Declarative, Imperative, or Configuration-Based
WCF has implemented broad flexibility in how you leverage
the features available. Many of the features can be used one of three ways:
1) declarative programming, which uses attributes to decorate portions of your
code, 2) imperative programming, which uses the object model to set properties
directly in the code you write, and finally, 3) configuration-based
programming, which gives you the flexibility to make changes at runtime. It is
important to note that not all features within WCF can be managed with any of
these three techniques; in some cases you are limited to one or two styles
based on the feature.
Developers should be practical when choosing between these
programming techniques. The most critical decision comes when you decide what
should be configuration-based. If you are looking for flexibility at runtime,
the configuration-based approach is your obvious decision. The decision to use
declarative (attribute driven) or imperative (object model driven) is largely a
matter of style.
Service Type Support
WCF provides support for three different types of services.
These service types are not necessarily unique to WCF. Similar types of
services could be delivered in any number of distributed programming models.
What WCF has added is additional types and contracts for supporting these
service types in different ways. The following are the three types of services
that can be written with WCF.
- Typed Services: These services use precise
parameterization when invoking a service method call and respond with a
well-defined type. Services of this type most often resemble remote
components and have limited flexibility when it comes to versioning.
- Un-Typed Services: An un-typed service will use XML to
transport the input parameters and the response output. These services
are the most flexible, but provide very little value back to the
consumer. Un-Typed services require a consumer to parse XML in order to
understand what it is that a service is returning. This type of service
does not adhere to the service boundaries are explicit tenet.
- Typed Message Services: This approach for designing
services is more message-oriented. In this approach, a custom type is
identified that will contain all of the required input parameters and yet
another type that will wrap the output parameters. This approach is often
referred to as RequestObj / ResponseObj, as these are the types of
objects that are often a result of these types of services.
WCF has delivered various features that support all of these
different service types. In the case of typed services, WCF provides out
parameters and byref parameters. This gives developers more flexibility in the
return types from a service, allowing for method designs that have multiple
responses. Un-typed services have had a new type added to the service model.

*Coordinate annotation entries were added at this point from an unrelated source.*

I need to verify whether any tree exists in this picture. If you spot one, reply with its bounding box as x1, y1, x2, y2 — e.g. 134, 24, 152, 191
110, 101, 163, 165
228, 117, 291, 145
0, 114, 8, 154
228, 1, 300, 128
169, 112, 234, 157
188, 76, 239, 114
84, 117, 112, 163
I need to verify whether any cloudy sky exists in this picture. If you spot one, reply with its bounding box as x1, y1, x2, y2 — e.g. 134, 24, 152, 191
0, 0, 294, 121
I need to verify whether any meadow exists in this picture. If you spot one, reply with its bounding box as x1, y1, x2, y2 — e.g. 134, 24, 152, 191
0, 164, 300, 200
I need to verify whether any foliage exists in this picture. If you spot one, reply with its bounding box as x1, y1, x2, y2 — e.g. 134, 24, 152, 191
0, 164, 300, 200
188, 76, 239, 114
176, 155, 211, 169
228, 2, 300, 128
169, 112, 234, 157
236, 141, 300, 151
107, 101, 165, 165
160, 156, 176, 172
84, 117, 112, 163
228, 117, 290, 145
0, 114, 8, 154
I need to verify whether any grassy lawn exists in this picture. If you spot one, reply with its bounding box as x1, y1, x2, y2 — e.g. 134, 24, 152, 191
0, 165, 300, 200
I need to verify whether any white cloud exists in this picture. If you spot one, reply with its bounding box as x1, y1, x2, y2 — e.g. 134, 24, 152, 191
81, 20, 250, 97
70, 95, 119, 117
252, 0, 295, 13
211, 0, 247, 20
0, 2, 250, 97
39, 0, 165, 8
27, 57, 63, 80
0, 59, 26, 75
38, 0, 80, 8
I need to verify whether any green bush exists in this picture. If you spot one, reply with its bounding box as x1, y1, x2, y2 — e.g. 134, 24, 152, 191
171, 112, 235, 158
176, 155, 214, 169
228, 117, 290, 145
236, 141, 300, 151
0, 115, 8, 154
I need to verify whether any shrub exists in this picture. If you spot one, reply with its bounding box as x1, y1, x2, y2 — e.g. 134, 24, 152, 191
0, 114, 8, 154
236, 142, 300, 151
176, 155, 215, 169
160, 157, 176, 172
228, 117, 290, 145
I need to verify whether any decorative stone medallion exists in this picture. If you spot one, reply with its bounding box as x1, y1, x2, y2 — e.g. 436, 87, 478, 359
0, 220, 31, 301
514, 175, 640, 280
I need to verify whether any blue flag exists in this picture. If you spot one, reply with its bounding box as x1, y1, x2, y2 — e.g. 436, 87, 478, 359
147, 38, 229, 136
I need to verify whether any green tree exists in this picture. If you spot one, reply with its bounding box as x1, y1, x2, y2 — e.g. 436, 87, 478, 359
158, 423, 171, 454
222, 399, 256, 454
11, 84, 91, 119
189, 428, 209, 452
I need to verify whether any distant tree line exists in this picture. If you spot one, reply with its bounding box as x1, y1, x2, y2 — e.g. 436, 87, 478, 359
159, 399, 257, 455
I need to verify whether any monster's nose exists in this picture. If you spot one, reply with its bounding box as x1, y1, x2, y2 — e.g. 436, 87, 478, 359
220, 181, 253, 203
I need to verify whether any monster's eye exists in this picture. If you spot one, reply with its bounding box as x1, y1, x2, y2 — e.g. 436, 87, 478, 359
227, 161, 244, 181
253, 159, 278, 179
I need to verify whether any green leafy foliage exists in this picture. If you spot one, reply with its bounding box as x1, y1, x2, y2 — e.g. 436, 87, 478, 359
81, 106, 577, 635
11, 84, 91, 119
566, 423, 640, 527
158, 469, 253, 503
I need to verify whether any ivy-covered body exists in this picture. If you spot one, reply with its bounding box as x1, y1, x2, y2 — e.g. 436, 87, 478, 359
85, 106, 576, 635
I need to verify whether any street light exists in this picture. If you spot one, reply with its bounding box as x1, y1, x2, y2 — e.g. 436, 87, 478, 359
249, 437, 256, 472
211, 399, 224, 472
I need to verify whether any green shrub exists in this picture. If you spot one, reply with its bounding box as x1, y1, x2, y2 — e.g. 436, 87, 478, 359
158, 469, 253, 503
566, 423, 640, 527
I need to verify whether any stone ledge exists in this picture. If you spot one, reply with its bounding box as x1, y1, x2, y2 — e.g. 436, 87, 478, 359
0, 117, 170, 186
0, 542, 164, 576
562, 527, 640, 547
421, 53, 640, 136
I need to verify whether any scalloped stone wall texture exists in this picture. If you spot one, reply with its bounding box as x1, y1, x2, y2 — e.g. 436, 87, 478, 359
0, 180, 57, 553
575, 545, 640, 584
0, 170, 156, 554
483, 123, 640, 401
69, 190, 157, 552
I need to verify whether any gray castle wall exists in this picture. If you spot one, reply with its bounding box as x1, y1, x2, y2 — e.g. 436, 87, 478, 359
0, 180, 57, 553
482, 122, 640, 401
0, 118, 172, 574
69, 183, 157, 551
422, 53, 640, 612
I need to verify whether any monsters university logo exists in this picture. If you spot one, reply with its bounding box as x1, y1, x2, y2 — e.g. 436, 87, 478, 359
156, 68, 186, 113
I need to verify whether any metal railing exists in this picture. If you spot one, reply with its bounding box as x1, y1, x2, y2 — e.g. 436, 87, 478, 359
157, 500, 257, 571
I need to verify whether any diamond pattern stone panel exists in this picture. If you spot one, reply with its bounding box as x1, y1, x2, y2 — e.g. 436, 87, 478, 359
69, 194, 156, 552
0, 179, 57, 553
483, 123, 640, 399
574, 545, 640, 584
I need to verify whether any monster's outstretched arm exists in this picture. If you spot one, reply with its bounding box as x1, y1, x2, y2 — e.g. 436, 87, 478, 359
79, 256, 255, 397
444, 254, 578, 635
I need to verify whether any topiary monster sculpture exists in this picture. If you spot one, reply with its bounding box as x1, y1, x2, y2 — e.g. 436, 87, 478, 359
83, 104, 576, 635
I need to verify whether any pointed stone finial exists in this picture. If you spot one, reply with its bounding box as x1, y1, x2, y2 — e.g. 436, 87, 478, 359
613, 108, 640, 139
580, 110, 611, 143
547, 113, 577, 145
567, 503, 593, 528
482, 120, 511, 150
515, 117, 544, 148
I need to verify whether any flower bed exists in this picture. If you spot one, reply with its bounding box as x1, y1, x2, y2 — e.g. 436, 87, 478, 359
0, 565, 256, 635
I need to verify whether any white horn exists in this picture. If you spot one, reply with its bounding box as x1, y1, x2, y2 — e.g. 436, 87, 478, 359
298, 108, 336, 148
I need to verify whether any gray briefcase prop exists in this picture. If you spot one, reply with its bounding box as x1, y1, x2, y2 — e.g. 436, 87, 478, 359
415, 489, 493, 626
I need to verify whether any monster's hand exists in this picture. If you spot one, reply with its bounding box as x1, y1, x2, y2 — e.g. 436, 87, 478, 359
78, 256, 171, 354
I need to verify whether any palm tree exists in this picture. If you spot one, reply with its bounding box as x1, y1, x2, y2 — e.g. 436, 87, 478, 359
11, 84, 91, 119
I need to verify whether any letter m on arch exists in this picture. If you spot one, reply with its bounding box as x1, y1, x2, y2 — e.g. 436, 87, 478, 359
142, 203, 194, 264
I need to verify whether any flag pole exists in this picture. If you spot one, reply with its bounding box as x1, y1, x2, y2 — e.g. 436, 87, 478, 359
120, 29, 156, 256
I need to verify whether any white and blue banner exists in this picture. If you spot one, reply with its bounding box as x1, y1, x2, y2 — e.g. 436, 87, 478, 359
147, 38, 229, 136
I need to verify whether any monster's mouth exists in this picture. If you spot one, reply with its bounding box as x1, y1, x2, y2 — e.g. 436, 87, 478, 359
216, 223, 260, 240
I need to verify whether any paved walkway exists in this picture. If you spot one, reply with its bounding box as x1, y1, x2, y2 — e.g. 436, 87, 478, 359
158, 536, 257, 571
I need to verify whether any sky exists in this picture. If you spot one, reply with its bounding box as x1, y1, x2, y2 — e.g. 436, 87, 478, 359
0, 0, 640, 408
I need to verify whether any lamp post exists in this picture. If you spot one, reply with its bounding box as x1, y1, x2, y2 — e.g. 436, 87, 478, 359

The System.ServiceModel.Message type gives developers the ability to create
messages that can be sent to WCF services that have a wide degree of
variation. Typed message services can have a WCF message contract added to the
custom typed message, allowing a developer to specify how a message is
formatted on the wire.
The Service Model
Most of what I have talked about to this point is made
possible because of the System.ServiceModel namespace. This assembly is the
application programming interface for all of the WCF features I will discuss
moving forward. The service model comes complete with a large percentage of
the features necessary for common distributed development tasks. That does not
mean that this is what you are limited to when programming with WCF. The
service model comes with numerous extensibility hooks that allow developers to
create anything from custom bindings to custom channel stacks.